From: Martin Thomson <mt@lowentropy.net>
Date: Mon, 21 Dec 2020 09:46:27 +1100
Message-Id: <01edbef5-9203-40c3-b1dd-ea5565e8ea16@www.fastmail.com>
To: "Ian Swett" <ianswett@google.com>
Cc: "HTTP Working Group" <ietf-http-wg@w3.org>
On Sun, Dec 20, 2020, at 06:36, Ian Swett wrote:
> If I only had to send the SETTING client to server, I think that might 
> be deployable in the near future, though Chrome would have to run more 
> widespread tests.  I'm actually more concerned about the fact that the 
> server has to send the SETTING(which makes complete sense, given what 
> you're trying to accomplish).  It's impractical to wait for receipt of 
> the client SETTING before sending the server one, and the client 
> ecosystem is much slower to upgrade, unfortunately.

My original write-up only had the server send the setting.  It certainly works that way.  You get most of the functionality.

If the client says nothing, the server can't condition its treatment on an indication of support from the client.  The consequence being that the server can't rely on the client respecting lower limits.  That's not a big loss though; even fairly low limits would be hard to exceed in the limited space available, either due to max_early_data or CWND limits.

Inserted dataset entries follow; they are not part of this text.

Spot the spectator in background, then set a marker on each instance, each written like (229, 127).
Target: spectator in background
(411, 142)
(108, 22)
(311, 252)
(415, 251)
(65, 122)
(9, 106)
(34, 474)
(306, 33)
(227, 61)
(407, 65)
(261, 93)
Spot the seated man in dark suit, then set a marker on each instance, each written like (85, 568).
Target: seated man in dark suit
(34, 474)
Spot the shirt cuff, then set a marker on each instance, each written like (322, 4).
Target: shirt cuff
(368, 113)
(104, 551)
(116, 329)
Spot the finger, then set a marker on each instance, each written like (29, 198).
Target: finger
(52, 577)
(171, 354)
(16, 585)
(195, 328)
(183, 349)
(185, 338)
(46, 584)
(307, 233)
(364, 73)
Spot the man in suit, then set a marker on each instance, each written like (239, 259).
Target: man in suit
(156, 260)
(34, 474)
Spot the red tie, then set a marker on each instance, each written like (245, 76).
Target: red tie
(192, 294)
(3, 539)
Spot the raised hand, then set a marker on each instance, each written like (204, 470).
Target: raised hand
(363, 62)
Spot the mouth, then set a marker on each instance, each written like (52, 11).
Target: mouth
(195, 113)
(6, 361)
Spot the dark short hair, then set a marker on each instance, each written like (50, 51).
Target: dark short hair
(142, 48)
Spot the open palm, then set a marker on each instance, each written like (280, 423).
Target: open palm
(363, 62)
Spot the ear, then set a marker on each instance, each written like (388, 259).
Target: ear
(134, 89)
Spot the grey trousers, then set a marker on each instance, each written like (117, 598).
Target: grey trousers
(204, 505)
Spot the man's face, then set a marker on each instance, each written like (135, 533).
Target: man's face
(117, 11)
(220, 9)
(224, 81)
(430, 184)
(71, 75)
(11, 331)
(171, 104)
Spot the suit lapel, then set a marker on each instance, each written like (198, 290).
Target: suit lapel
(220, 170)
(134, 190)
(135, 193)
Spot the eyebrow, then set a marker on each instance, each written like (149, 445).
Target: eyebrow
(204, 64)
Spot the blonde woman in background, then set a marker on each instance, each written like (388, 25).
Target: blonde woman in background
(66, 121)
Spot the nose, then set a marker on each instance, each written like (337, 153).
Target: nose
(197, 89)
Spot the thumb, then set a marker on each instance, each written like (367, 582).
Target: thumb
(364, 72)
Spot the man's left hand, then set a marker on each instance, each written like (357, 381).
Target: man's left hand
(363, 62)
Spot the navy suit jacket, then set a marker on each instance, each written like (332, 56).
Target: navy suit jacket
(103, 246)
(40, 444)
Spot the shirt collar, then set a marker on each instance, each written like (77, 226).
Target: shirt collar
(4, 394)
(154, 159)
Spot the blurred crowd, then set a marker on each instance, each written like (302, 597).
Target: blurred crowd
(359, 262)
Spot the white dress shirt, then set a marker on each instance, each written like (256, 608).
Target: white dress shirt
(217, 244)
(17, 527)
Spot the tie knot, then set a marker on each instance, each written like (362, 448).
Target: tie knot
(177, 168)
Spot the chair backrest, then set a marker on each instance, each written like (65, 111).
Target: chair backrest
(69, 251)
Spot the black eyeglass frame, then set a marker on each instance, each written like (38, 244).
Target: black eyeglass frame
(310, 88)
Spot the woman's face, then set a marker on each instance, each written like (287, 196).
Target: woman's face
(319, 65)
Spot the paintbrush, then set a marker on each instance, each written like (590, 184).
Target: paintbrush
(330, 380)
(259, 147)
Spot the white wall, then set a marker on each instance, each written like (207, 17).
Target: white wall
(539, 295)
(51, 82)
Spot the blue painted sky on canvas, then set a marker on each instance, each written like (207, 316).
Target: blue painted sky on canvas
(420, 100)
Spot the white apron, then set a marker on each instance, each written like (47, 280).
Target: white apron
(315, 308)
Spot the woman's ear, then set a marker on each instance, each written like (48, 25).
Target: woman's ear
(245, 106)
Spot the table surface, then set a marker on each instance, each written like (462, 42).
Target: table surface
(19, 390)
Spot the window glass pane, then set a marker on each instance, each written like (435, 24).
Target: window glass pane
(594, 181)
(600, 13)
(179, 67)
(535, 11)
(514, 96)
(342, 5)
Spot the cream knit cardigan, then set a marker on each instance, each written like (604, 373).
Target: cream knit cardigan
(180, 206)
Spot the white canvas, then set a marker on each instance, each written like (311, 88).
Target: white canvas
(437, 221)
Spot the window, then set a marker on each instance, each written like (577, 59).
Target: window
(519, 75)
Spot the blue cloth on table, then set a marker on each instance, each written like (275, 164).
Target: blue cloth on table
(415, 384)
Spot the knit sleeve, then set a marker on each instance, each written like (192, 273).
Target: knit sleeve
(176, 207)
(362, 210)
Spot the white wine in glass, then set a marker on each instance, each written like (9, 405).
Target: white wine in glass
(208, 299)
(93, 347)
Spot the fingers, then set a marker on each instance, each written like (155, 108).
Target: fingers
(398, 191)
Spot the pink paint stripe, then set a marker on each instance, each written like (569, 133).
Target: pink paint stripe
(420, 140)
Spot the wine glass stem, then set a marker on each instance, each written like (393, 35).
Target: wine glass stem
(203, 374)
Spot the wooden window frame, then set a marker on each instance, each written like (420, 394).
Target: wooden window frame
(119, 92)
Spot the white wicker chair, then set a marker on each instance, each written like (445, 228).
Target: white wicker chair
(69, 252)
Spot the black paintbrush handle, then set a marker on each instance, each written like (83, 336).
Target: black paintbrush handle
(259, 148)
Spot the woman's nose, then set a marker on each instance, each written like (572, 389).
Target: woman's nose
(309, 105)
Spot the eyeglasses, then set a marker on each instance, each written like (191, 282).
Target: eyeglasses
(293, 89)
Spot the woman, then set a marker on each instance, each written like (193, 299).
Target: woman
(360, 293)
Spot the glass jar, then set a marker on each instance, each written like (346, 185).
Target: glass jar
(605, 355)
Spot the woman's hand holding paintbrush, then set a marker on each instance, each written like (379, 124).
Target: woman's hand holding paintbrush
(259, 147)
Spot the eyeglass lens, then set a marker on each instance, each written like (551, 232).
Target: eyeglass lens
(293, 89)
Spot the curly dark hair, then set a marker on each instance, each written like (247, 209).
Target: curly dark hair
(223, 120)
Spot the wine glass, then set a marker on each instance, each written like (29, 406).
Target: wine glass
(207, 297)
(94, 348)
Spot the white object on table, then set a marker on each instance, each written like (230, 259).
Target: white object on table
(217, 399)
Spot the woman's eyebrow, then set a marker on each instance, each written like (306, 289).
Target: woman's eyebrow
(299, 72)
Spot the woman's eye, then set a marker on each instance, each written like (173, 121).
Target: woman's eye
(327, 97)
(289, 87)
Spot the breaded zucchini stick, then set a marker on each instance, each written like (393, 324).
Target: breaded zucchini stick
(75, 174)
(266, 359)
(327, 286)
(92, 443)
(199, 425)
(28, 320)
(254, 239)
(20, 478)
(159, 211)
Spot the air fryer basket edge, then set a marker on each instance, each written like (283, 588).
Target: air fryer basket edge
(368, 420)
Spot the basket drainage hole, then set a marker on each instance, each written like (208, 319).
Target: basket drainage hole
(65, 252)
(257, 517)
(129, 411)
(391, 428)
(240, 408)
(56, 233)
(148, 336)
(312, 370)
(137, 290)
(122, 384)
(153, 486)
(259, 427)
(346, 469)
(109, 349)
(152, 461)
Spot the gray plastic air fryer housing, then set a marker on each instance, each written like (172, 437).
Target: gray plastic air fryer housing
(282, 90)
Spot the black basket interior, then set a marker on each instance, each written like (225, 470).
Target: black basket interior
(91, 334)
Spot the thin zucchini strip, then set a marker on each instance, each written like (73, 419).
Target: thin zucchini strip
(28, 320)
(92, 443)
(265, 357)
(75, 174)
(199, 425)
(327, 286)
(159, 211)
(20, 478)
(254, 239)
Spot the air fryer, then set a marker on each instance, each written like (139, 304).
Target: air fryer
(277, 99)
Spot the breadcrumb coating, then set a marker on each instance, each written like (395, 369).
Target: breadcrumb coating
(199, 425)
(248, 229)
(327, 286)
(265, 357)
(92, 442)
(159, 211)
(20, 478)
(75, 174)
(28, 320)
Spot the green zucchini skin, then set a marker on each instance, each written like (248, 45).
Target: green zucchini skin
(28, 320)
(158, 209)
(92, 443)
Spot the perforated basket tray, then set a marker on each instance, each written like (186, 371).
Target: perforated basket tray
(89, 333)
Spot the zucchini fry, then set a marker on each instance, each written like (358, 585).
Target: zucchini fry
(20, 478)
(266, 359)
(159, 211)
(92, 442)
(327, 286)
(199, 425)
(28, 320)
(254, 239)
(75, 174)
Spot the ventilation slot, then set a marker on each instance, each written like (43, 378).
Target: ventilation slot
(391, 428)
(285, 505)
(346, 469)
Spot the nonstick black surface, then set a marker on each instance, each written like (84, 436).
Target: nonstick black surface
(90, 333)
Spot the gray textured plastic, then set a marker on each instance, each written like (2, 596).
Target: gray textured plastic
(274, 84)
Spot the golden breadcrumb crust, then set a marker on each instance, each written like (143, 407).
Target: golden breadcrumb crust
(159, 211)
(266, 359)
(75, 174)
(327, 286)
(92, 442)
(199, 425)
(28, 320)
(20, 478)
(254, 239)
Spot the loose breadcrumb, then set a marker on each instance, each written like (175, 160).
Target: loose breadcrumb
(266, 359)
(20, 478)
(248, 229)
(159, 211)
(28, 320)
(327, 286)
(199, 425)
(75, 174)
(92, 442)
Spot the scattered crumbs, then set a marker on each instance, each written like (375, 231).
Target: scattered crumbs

> Given this, ALPS looks better from a deployability perspective.  To my 
> knowledge, there are no known issues deploying new TLS 1.3 extensions.  
> Given the lack of interest in a new h2 ALPN, I'm suggesting ALPS 
> include a GREASE recommendation, so if one deploys ALPS, it's also an 
> indication it's a fully compliant h2 implementation.

I suspect that that is not going to be an easy stipulation.  As others have observed, people update their TLS stacks independent of their h2 implementation.